Dados de estudo dos últimos anos deixaram claro até que ponto a diabetes mellitus tipo 2 (T2D) promove o desenvolvimento da doença cardiovascular. Além disso, tornou-se claro que certas classes de medicamentos têm uma influência directa na redução do risco cardiovascular em pacientes com diabetes. Por esta razão, as recomendações da Sociedade Suíça de Endocrinologia e Diabetologia (SGED) foram adaptadas no ano passado. A seguir são apresentados os estudos correspondentes e resumidas as inovações cardiovasculares.
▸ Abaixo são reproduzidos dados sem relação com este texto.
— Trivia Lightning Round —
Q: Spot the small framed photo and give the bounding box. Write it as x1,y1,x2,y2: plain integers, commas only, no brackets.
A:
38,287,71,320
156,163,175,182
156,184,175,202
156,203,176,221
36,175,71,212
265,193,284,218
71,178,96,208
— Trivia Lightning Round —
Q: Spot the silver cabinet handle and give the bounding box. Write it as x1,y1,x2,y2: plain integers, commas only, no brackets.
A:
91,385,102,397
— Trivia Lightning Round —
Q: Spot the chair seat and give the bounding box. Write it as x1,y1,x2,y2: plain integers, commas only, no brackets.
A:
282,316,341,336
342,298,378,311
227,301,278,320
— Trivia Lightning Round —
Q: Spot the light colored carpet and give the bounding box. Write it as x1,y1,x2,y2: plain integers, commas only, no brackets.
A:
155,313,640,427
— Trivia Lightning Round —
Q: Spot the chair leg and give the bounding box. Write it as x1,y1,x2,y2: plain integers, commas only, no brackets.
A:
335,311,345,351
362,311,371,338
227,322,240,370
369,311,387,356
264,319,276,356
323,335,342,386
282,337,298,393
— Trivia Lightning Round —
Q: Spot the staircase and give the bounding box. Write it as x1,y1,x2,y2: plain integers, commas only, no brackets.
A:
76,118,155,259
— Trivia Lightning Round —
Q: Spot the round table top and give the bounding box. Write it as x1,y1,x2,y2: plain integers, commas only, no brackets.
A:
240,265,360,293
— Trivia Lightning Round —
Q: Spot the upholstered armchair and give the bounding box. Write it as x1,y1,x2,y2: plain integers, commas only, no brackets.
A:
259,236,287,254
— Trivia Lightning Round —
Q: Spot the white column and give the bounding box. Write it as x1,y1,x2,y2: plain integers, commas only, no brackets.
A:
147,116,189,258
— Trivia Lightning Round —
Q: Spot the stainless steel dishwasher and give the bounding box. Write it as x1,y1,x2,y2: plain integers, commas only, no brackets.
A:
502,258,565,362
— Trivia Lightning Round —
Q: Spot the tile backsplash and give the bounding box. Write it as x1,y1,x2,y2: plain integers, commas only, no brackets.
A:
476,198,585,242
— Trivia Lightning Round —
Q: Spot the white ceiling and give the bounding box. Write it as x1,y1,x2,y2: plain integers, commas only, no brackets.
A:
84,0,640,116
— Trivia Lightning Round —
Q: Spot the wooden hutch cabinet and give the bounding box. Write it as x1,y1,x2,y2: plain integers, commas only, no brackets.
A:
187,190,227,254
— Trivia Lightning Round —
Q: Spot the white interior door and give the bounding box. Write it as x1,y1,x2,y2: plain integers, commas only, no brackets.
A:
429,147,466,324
A diabetes é um dos principais factores de risco de doenças cardiovasculares. De acordo com um estudo americano, o risco de desenvolvimento de doenças cardiovasculares é duas a três vezes maior em pessoas com diabetes tipo 2 (1). Cerca de 30% de todas as endopróteses coronárias são implantadas anualmente em pessoas com diabetes mellitus. O risco de morrer de doença cardiovascular (DCV) é aumentado em 60% em doentes com diabetes mellitus em comparação com pessoas sem diabetes mellitus. Comorbidades como doença coronária, hipertensão, insuficiência cardíaca, doença renal crónica, AVC, DPOC, depressão, dor ou demência desempenham um papel crucial na avaliação do risco. Segundo um estudo britânico com dados de 1,75 milhões de pessoas com diabetes, os pacientes com menos de 65 anos são afectados por uma média de pouco menos de três comorbilidades diferentes, enquanto os com mais de 65 anos são afectados por 6,5 (2). Na Suíça, dos 6,5% das pessoas com diabetes, 25% têm doença coronária sintomática e outros 25% têm doença coronária assintomática. Além disso, dos 25% estimados de pacientes diabéticos com insuficiência cardíaca, apenas cerca de 10% são sintomáticos. O coração está intimamente ligado ao rim. Na realidade, o risco de mortalidade cardiovascular é essencialmente determinado pela taxa de filtração glomerular estimada (eGFR) e albuminúria (3).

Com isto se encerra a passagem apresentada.